Um dos oito Objetivos de Desenvolvimento do Milênio, definidos em 2000 pela Assembléia Geral da Organização das Nações Unidas, é assegurar a sustentabilidade ambiental. Isto inclui “reduzir pela metade, até 2015, a proporção de pessoas sem acesso sustentável à água potável e a serviços básicos de saneamento”.
Duncan Mara trabalha desde meados da década de 70 no desenvolvimento de saneamento de baixo custo e em tratamento e reciclagem de esgoto em países em desenvolvimento. Em 2007, recebeu o prêmio “Fazendo um Mundo de Diferença”, concedido pela Chartered Institution of Water and Environmental Management (instituição britânica colegiada de gestão hidrológica e ambiental).
IPS- Existe algum modelo sustentável, barato e adequado de sistemas de saneamento que possa atender as necessidades dos 2,5 bilhões de pessoas que carecem inclusive de alguma forma elementar de privada e esgoto?
DM- Não há realmente um “modelo”. O que é absolutamente crucial é transmitir os conhecimentos que já temos aos que mais necessitam deles: os engenheiros e planejadores dos países em desenvolvimento, tanto no plano local quanto estadual e do governo central. Se os engenheiros não conhecem a tecnologia X de saneamento, muito menos saberão como adaptá-la às necessidades locais, então, que certeza terão de estar recomendando a melhor opção para este lugar?
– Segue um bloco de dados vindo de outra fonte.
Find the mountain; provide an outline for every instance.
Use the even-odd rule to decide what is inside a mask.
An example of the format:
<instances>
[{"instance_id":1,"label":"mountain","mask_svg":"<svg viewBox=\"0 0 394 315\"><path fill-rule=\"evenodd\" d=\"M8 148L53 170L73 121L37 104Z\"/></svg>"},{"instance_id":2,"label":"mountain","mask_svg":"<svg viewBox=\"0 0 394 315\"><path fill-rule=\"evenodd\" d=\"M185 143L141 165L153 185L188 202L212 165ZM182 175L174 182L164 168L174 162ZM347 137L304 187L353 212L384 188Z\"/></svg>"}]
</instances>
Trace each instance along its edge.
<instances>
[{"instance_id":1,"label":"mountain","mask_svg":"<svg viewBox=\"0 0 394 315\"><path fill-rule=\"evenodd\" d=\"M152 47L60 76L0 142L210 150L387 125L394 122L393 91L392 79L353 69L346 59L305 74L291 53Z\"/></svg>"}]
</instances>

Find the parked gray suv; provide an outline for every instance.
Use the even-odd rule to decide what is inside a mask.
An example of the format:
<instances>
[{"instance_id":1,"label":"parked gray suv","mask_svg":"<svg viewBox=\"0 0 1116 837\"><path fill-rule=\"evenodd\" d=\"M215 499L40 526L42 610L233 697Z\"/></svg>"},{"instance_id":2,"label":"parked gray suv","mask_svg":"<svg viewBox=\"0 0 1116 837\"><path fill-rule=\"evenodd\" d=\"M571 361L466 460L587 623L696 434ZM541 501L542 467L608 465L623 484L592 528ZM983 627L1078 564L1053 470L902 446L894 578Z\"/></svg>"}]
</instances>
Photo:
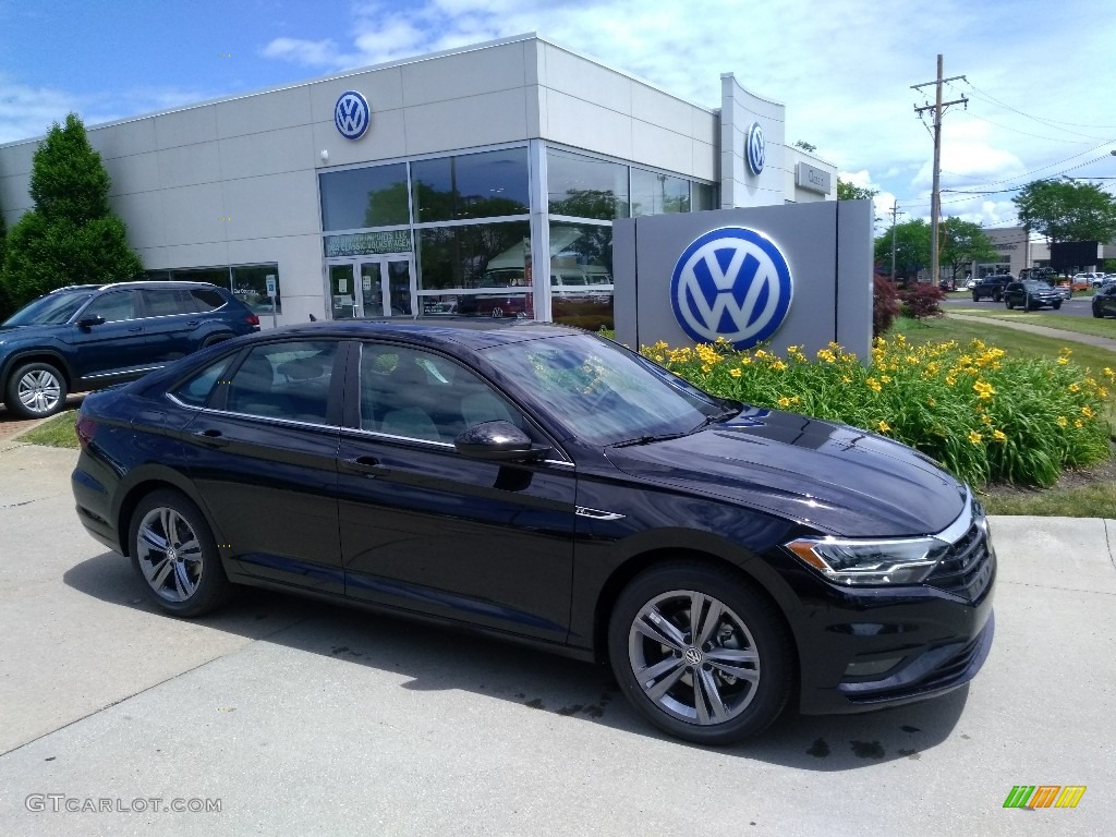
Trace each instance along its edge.
<instances>
[{"instance_id":1,"label":"parked gray suv","mask_svg":"<svg viewBox=\"0 0 1116 837\"><path fill-rule=\"evenodd\" d=\"M977 280L977 285L973 286L973 301L979 302L982 299L991 299L993 302L999 302L1003 299L1003 289L1008 287L1008 282L1016 281L1016 277L1011 273L1001 273L1000 276L985 276Z\"/></svg>"},{"instance_id":2,"label":"parked gray suv","mask_svg":"<svg viewBox=\"0 0 1116 837\"><path fill-rule=\"evenodd\" d=\"M0 398L22 419L60 411L66 394L99 389L230 337L260 319L208 282L75 285L0 324Z\"/></svg>"}]
</instances>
Além disso, na realidade, não será somente a tecnologia X, mas tecnologias X, Y e Z.
Falamos de uma dezena de técnicas, no máximo, mas, precisamos que os conhecimentos sobre elas estejam disponíveis para todos os profissionais que dela necessitam. A Internet ajuda muito, mas nem todos têm uma boa conexão, e em todo caso a maioria da informação está disponível apenas em inglês. Naturalmente que parte também em francês, espanhol e português; e pouca – caso exista – em tamil ou chinês. São necessários cursos sobre gerenciamento dados via Internet, e não apenas referentes às tecnologias, mas também aos aspectos econômico-financeiros e institucionais, que as organizações não-governamentais com boas conexões à Internet podem baixar e distribuir localmente em CDs. O mundo precisa de profissionais altamente capacitados em saneamento, e precisa agora.
IPS- Por que a comunidade internacional se centra mais na água e menos no saneamento? Não são igualmente importantes, em particular para alcançar os Objetivos de Desenvolvimento do Milênio?
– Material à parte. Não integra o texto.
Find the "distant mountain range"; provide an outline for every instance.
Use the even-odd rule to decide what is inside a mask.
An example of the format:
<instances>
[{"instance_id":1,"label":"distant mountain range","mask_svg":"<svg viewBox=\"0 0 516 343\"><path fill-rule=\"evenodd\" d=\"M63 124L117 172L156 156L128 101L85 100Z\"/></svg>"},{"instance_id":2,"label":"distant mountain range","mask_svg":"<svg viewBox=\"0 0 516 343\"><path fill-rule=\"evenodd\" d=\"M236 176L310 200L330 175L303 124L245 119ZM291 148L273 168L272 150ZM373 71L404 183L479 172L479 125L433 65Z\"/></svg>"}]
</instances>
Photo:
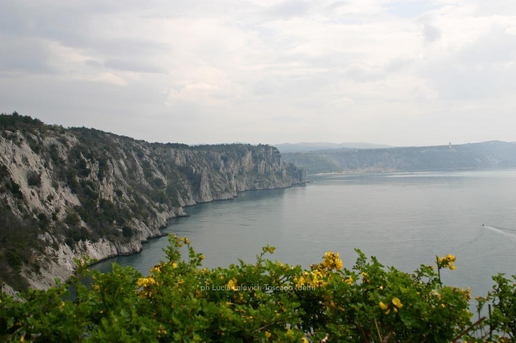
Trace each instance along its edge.
<instances>
[{"instance_id":1,"label":"distant mountain range","mask_svg":"<svg viewBox=\"0 0 516 343\"><path fill-rule=\"evenodd\" d=\"M450 146L331 149L282 152L282 156L309 174L509 167L516 167L516 143L492 141Z\"/></svg>"},{"instance_id":2,"label":"distant mountain range","mask_svg":"<svg viewBox=\"0 0 516 343\"><path fill-rule=\"evenodd\" d=\"M273 144L273 146L278 148L281 153L283 152L308 152L318 150L327 150L329 149L380 149L382 148L392 148L392 145L385 144L373 144L373 143L363 142L347 142L342 143L332 143L327 142L316 143L302 142L299 143L283 143L282 144Z\"/></svg>"}]
</instances>

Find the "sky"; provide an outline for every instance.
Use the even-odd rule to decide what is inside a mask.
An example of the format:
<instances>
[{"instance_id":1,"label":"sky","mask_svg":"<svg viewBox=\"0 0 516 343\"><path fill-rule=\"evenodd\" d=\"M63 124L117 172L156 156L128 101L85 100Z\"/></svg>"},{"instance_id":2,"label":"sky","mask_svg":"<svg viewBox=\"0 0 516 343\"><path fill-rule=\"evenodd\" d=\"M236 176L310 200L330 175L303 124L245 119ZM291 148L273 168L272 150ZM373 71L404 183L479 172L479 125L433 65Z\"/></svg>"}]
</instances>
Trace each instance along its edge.
<instances>
[{"instance_id":1,"label":"sky","mask_svg":"<svg viewBox=\"0 0 516 343\"><path fill-rule=\"evenodd\" d=\"M0 112L151 142L516 141L513 0L2 0Z\"/></svg>"}]
</instances>

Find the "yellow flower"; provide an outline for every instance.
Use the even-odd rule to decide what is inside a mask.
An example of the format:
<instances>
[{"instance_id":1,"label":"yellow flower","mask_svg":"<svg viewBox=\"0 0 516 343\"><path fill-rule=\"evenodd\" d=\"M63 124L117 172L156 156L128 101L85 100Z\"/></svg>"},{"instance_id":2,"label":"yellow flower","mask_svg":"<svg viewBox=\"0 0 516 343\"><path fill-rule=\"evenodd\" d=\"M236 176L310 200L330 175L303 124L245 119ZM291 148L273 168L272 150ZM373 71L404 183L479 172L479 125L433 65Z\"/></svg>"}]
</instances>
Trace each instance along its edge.
<instances>
[{"instance_id":1,"label":"yellow flower","mask_svg":"<svg viewBox=\"0 0 516 343\"><path fill-rule=\"evenodd\" d=\"M138 279L138 281L136 281L136 284L140 287L141 287L142 286L145 287L147 286L148 283L149 283L149 279L147 278L140 278Z\"/></svg>"},{"instance_id":2,"label":"yellow flower","mask_svg":"<svg viewBox=\"0 0 516 343\"><path fill-rule=\"evenodd\" d=\"M228 287L229 287L230 289L231 289L232 290L238 290L236 287L235 286L236 285L236 279L232 279L231 280L230 280L228 282Z\"/></svg>"},{"instance_id":3,"label":"yellow flower","mask_svg":"<svg viewBox=\"0 0 516 343\"><path fill-rule=\"evenodd\" d=\"M397 298L394 298L392 299L392 303L398 308L401 308L403 307L403 304L401 303L401 302Z\"/></svg>"}]
</instances>

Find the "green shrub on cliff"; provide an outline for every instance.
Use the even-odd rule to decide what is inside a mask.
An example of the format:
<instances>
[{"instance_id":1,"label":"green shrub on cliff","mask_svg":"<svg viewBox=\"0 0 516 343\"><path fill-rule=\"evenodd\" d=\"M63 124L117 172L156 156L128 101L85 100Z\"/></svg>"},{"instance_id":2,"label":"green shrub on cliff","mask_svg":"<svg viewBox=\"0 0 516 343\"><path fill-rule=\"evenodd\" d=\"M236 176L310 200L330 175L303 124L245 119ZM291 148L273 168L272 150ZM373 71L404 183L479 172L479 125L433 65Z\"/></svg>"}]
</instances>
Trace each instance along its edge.
<instances>
[{"instance_id":1,"label":"green shrub on cliff","mask_svg":"<svg viewBox=\"0 0 516 343\"><path fill-rule=\"evenodd\" d=\"M448 255L413 273L385 268L359 250L352 269L338 253L327 253L310 270L264 258L228 268L202 269L204 256L187 238L170 237L167 259L142 277L114 264L112 271L90 273L77 261L73 301L58 284L29 290L25 302L3 295L0 336L20 341L432 341L513 338L514 284L498 276L479 306L491 301L492 316L472 328L469 290L443 285ZM187 257L180 251L186 245ZM79 281L92 276L91 289ZM473 333L476 330L475 338ZM483 330L483 331L482 331ZM468 335L472 335L470 337ZM482 338L480 336L483 335ZM490 337L491 338L490 338ZM507 339L509 339L508 338Z\"/></svg>"}]
</instances>

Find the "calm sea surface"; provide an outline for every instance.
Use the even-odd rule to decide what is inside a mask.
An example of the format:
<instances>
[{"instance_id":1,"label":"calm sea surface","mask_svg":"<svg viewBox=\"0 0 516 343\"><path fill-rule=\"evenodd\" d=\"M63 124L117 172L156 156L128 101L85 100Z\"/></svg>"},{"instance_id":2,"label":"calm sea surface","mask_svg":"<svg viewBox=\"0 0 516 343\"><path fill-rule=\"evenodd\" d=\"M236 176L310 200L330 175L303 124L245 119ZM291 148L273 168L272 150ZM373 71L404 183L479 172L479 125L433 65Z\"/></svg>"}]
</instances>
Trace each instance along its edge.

DM- Agora se dá muito mais ênfase ao saneamento porque 2008 foi o ano Internacional do Saneamento, o que fez este tema subir muito na escala política. Naturalmente, todas as belas palavras ditas pelos ministros em várias conferências regionais têm de se traduzir em ações, e nós simplesmente teremos de esperar e ver os resultados. Devemos ser otimistas, não cínicos nem pessimistas, embora a história recente possa nos dizer o contrário.
Trata-se, definitivamente, de impedir que os pobres dos países em desenvolvimento defequem em si mesmos até morrerem, e temos que dizer aos governos dos países em desenvolvimento que se não investirem em saneamento estarão permitindo a morte prematura de pessoas. Anualmente, a falta de higiene e saneamento, mais a água de má qualidade matam mais pessoas do que a AIDS, e os governos têm de compreender isto. De uma perspectiva puramente sanitária, as latrinas e os esgotos são mais importantes do que a água, mas, na realidade, para uma boa saúde, deve haver bom saneamento, boas condições de higiene e água de boa qualidade, tudo junto.
IPS- Como um dos Objetivos de Desenvolvimento do Milênio, em que parte da lista se situa o saneamento em termos dos avanços alcançados até agora?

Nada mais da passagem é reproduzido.